Они прошли через гостиную, мимо зачехленной мебели и массивного каменного камина с приготовленной поленницей. Чтобы греться прохладными вечерами. Горман провел их в дальний угол комнаты, где был только голый деревянный пол и белоснежная стена. Риццоли уставилась на свежий слой краски и почувствовала, как холодок пробежал по коже. Посмотрев на пол, она заметила, что дуб здесь заметно светлее — его явно оттирали и циклевали заново. Но кровь не так легко смыть и, даже если перекрасить всю комнату, пол все равно будет хранить ее следы, которые выявит любой химический анализ.
— Кении сидел здесь, — сказал Горман, указывая на свежевыкрашенную стену. — Ноги были вытянуты вперед, руки связаны сзади. Щиколотки и запястья замотаны скотчем. Ему перерезали горло одним взмахом охотничьего ножа.
— Других ран не было? — спросила Риццоли.
— Только на шее. Словно это была казнь.
— А были отметины от электрошокера?
Горман задумался.
— Знаете, он пролежал здесь два дня, прежде чем его обнаружила экономка. Два жарких дня. К тому времени кожа пошла пятнами. Не говоря уж о запахе. Так что след от шокера вполне могли пропустить.
— Вы не рассматривали пол под другим источником света?
— Здесь все было залито кровью. Сомневаюсь, что можно было что-то увидеть в инфракрасных лучах. Впрочем, все записано на пленку. — Он огляделся по сторонам и заметил телевизор с видеомагнитофоном. — Может, посмотрим? Это ответит на многие ваши вопросы.
Риццоли подошла к телевизору, включила его и видеомагнитофон и вставила пленку. Экран телевизора вспыхнул рекламой Интернет-магазина, предлагавшего всего за 99,95 доллара цепочку с кулоном из циркония, которая сверкала на лебединой шее топ-модели.
— Меня эта техника бесит, — сказала Риццоли, тыча в кнопки. — Я так и не научилась программировать свой магнитофон. — Она взглянула на Фроста.
— Ой, это не ко мне.
Горман вздохнул и взял пульт в свои руки. Модель в ожерелье тут же исчезла, уступив место картинке с видом на дом Уэйтов. Свист ветра заглушал голос за кадром, который представился детективом Парди, сообщил время, дату и место съемки. Было пять часов вечера, второго июня, день был ветреный. Парди направил камеру на дом и начал подниматься по ступенькам. Риццоли заметила цветущую герань в горшках — ту самую, которая теперь погибала в забвении. Кто-то окликнул Парди, и на несколько секунд экран погас.

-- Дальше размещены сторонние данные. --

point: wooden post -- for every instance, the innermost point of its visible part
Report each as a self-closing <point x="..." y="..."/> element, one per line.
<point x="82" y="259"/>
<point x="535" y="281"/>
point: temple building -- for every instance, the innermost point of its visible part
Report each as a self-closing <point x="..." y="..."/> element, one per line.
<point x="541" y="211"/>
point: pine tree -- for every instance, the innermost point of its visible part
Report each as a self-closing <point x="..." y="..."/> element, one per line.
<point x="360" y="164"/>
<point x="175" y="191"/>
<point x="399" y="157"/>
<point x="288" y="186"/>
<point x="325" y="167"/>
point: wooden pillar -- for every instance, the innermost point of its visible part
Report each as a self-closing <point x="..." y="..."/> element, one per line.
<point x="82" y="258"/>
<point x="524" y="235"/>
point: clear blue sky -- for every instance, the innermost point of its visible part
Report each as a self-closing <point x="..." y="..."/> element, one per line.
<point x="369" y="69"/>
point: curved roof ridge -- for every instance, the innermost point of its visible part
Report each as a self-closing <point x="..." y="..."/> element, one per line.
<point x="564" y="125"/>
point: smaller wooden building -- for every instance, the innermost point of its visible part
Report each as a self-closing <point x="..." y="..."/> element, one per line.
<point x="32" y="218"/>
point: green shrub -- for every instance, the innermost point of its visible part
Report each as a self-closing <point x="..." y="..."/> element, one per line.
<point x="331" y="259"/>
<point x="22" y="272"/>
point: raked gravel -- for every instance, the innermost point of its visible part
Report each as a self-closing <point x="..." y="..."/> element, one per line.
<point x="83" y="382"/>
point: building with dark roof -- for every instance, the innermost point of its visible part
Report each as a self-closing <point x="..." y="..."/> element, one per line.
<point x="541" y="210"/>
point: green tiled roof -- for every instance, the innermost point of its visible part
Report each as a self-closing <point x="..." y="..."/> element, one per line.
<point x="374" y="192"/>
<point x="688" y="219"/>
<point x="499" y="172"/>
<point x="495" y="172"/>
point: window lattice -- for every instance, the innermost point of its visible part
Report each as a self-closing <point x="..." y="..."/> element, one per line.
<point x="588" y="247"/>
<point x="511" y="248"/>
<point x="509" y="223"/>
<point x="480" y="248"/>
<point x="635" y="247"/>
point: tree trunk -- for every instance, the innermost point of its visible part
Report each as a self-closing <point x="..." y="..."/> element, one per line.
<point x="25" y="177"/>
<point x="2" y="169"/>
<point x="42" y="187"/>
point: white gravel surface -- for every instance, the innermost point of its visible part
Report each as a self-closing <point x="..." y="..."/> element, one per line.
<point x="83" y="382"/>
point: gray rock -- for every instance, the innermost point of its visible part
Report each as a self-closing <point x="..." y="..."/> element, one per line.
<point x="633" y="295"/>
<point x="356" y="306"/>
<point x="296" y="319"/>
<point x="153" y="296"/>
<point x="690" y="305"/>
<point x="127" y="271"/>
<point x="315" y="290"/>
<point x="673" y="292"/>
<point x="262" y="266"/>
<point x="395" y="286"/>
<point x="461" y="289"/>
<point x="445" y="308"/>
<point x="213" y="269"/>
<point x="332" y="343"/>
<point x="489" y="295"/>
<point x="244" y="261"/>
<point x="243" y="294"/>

— Входная дверь оказалась незапертой, — произнес Горман. — Экономка сказала, что в этом нет ничего необычного. В здешних местах многие держат двери открытыми. Она предположила, что дома кто-то есть, поскольку Марла Джин никуда не выходит. Она постучала, но никто не ответил.
Экран вновь засветился — камера скользнула в открытую дверь и выхватила кусок гостиной. Кадр, видимо, запечатлел то, что бросилось в глаза экономке, когда она открыла дверь. Зрелище привело ее в дикий ужас.
— Она лишь только шагнула в дом, — сказал Горман, — увидела вдалеке Кении, который сидел у стены, и море крови. Она не помнит, видела ли что-то еще. Ей хотелось поскорее выбраться из дома. Она впрыгнула в свою машину и с такой силой рванула с места, что шины оставили глубокий след в гравии.